Beside him, Soldier turned her head to grin at him, only it disappeared when she saw him staring at it in shock rather than awe.

"What, you've never seen fireworks before?" she snickered, punching him in the arm, and Merasmus shook his head.

"No," he admitted, turning to look at Soldier, and jolting slightly to see her helmet gone, and that face was staring back at him again, a lopsided grin on her pale lips, as blue-red-green-yellow-pink-blue-red lights lit up her face into unusually soft shadows. "… No. I haven't."

She blinked at him.

"You don't know what fireworks are? They are the only way you can celebrate July 4 the American way!" she exclaimed, pumping a fist against her left chest against her heart. "They're rockets you fire into the sky and they explode into colours!" she grinned, "I mean, I don't get how, Engie would probably know but what's important is that they're AMERICAN," she punctuated each syllable of her nation with a thump of her fist on her chest. "And they are so much better because they are American."

He blinked at her, and then at the fireworks, and back at her.

She continued on, rambling now about how her forefathers fired cannons at some poor asshole's face and how the Declaration of Independence was written with gunpowder dissolved in water or something, but all he could think of was how softer she looked in the coloured lights of the fireworks exploding high above them. How her lips, usually pressed in a thin line, was now softer—fuller. Her eyes were brighter, bigger—the bags beneath them had disappeared. He knew how tired she was from fighting all the robots away from Mann Co., but now, he saw energy back in her body. Sure, she enjoyed the fight, the thrill of killing and getting killed, but this was something else. Something… better, he thought.

He paused, alarmed, just as Soldier finished off telling the story of how the Boston Tea Party ended with the natives making the English drink saltwater-tea, to realise what he was thinking.

Was he really? Really thinking such things? How preposterous—Soldier was loud, obnoxious, annoying, cute, endearing, lovely…

He stopped. This was hardly anything proper. He needed to say something else.

"Loud noise is hardly any proper way to celebrate something," he replied, and she frowned at him.

"I told you, Americans don't need to be proper! It is not American!" she yelled back at him, "Just like how today I'm wearing your stupid magic heels and—" she stopped in the middle of her speech to start unbuttoning her uniform. Merasmus's eyes widened and he grabbed her hands to stop her.

"What are you doing?!" he yelled, flustered, "Why are you stripping?"

"Because you gave me this," she grinned, pulling her uniform's top open to reveal him her bra—in Stars and Stripes design.

Merasmus stared at it—both shocked at the fact that he actually did that, and wow, Soldier does look like a very lovely lady under those clothes—

This was getting very improper, very quickly.

"Cover yourself up, for God's sake, this is not proper of a woman like you, Soldier." he hurriedly said, but she snickered, and shook her head.

"I told you, I'm American.
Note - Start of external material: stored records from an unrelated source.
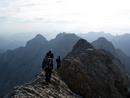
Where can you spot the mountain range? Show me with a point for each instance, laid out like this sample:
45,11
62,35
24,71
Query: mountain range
119,41
93,73
86,72
21,64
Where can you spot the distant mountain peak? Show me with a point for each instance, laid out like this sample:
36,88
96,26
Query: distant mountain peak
103,43
39,36
38,39
82,44
65,35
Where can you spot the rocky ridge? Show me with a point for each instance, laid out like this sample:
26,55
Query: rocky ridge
39,89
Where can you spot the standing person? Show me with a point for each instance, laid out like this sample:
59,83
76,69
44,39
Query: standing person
58,61
47,66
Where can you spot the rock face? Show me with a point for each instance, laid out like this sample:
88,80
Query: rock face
39,89
93,73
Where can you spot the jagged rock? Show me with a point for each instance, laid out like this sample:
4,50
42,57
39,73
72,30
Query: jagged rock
39,89
92,73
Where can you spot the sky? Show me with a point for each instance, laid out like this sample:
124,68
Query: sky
51,16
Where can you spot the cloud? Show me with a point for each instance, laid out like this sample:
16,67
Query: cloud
110,15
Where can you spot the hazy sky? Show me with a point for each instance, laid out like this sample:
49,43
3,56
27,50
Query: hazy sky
18,16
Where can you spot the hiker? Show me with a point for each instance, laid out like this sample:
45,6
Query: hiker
47,66
58,61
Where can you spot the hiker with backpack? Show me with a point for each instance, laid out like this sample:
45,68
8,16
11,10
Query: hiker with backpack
47,66
58,61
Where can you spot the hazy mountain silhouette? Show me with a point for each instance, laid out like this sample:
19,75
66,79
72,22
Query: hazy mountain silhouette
103,43
93,73
20,65
119,41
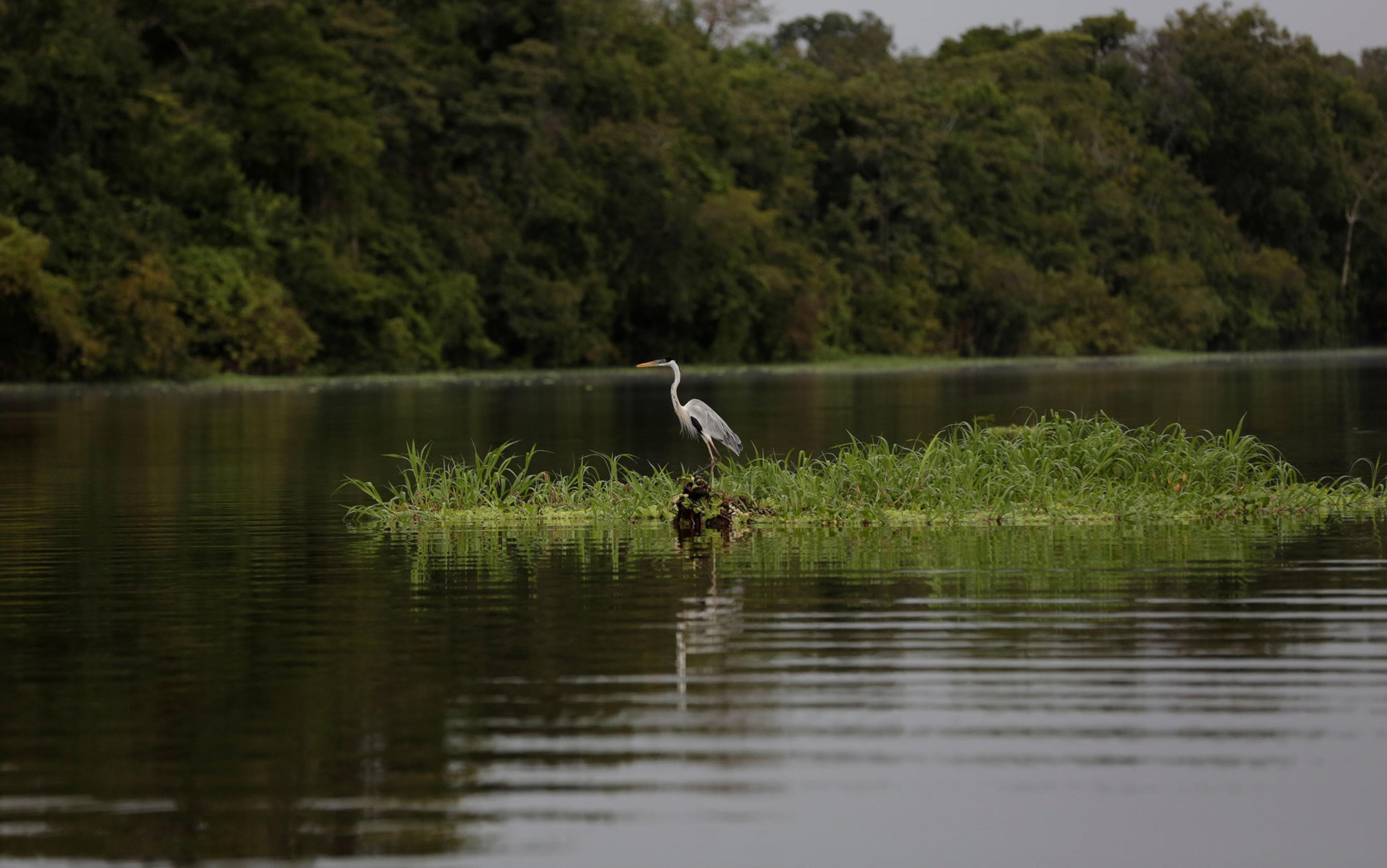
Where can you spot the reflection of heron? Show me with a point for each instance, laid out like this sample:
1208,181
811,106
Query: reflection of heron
698,419
705,627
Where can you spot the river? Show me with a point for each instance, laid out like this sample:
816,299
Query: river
200,662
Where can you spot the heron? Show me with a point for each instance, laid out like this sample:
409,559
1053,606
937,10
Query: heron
698,419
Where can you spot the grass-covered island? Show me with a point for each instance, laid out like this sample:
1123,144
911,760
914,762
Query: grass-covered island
1059,468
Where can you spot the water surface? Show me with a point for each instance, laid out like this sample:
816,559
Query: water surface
200,662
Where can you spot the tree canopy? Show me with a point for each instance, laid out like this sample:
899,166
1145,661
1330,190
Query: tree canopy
406,185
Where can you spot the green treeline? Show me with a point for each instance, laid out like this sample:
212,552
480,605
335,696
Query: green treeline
192,186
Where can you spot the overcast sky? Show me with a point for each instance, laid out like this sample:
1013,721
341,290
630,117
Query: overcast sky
1336,26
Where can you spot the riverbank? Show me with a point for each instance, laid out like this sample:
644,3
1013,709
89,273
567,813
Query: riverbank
580,376
1058,469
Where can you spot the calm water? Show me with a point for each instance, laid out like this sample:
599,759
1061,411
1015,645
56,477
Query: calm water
199,662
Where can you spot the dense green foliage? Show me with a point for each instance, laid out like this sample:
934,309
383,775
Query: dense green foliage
407,185
1059,469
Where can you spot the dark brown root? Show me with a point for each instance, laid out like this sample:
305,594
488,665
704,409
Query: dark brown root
698,507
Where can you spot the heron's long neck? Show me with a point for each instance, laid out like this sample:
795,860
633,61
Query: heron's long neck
675,389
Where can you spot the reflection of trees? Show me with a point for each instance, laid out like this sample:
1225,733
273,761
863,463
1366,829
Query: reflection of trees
349,698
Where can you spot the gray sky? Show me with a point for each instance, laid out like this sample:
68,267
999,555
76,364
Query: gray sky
1336,26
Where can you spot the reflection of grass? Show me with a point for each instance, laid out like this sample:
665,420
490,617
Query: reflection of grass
1060,468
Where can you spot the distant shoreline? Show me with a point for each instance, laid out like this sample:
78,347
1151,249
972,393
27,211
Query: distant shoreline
844,366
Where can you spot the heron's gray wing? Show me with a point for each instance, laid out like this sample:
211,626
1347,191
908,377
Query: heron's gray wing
713,425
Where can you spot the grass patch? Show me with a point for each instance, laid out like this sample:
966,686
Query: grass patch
1056,469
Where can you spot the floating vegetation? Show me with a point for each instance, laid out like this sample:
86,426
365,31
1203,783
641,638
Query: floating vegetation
1058,469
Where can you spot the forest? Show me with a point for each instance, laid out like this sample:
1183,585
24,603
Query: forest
332,186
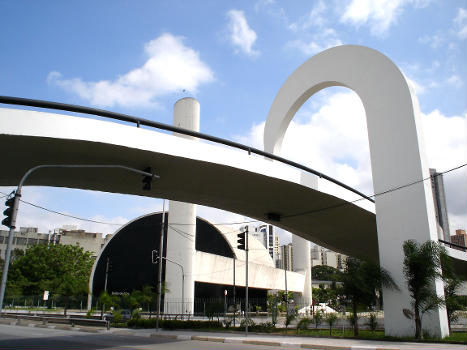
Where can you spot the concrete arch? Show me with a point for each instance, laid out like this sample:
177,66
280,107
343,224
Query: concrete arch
396,153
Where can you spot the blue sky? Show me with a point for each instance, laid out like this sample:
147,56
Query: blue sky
129,57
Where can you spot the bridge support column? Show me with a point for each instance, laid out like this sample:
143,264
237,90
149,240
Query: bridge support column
404,204
302,264
181,229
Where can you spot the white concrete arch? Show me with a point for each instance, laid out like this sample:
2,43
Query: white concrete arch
396,153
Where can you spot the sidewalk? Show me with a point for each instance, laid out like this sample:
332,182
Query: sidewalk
255,339
288,341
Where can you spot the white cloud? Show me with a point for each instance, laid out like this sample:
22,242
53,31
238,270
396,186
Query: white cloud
455,81
171,66
419,89
315,33
241,35
333,139
460,24
314,18
320,41
380,15
434,41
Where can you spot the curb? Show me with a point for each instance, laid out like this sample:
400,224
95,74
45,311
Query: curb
266,343
200,338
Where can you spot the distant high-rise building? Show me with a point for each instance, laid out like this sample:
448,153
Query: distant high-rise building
439,198
286,257
322,256
266,235
460,238
29,236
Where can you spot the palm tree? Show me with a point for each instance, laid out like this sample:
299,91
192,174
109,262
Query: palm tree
452,282
422,266
361,281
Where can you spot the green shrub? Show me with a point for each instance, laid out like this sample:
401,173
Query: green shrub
372,322
265,327
90,313
117,317
303,324
173,324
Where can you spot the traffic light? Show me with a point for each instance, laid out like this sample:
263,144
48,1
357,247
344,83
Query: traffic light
8,212
154,256
147,180
241,240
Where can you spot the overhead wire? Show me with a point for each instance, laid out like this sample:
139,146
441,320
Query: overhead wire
252,220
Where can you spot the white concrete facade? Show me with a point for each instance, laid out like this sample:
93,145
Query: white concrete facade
181,230
397,158
302,265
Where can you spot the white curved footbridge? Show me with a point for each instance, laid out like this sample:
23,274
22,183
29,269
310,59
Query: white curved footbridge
221,177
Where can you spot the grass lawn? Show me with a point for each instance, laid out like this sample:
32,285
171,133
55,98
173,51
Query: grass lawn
365,334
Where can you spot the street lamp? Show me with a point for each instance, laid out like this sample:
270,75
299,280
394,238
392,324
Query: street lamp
225,302
11,216
183,280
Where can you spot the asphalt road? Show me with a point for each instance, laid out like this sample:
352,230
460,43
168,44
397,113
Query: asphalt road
15,337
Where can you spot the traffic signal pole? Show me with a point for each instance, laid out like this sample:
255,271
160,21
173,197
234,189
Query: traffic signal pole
10,243
14,210
246,283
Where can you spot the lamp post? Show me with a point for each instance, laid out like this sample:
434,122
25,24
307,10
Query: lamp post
16,199
183,282
225,303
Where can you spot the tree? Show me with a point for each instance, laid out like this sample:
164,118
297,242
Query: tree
452,282
63,270
361,281
325,273
331,318
422,266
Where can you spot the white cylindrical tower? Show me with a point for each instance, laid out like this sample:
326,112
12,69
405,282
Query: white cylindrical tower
181,228
302,264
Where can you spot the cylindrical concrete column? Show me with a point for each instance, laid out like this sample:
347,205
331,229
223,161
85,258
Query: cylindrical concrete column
181,228
302,264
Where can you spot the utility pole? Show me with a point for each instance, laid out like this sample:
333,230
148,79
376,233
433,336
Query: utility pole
161,253
12,210
106,274
246,284
235,301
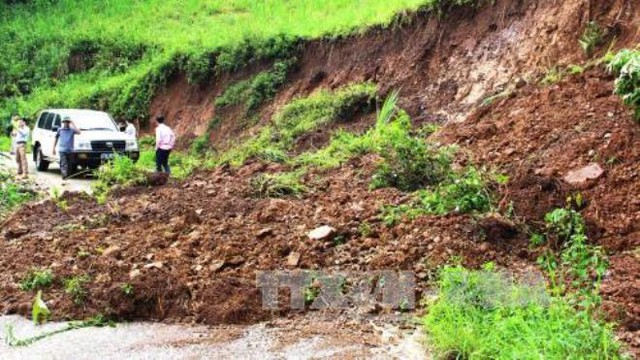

I am not proper." She grinned, before leaning forward and brushing their lips together, before quickly pulling away. "And you weren't proper either."

Merasmus stared at her, shocked, as she snickered, before turning to look at the fireworks again.

"If you want to be a sap," she said, not looking at him, but the flush on her cheeks was clear despite the colored lights above them. "Then this is the part where you hold my hand."

Merasmus stopped to think about it for a moment.

"This still isn't proper." He said, but he took her hand in his anyway, and she smiled.

"Yeah, but it's America's day." She told him. "You don't have to be."

For once in his life, Merasmus couldn't agree more.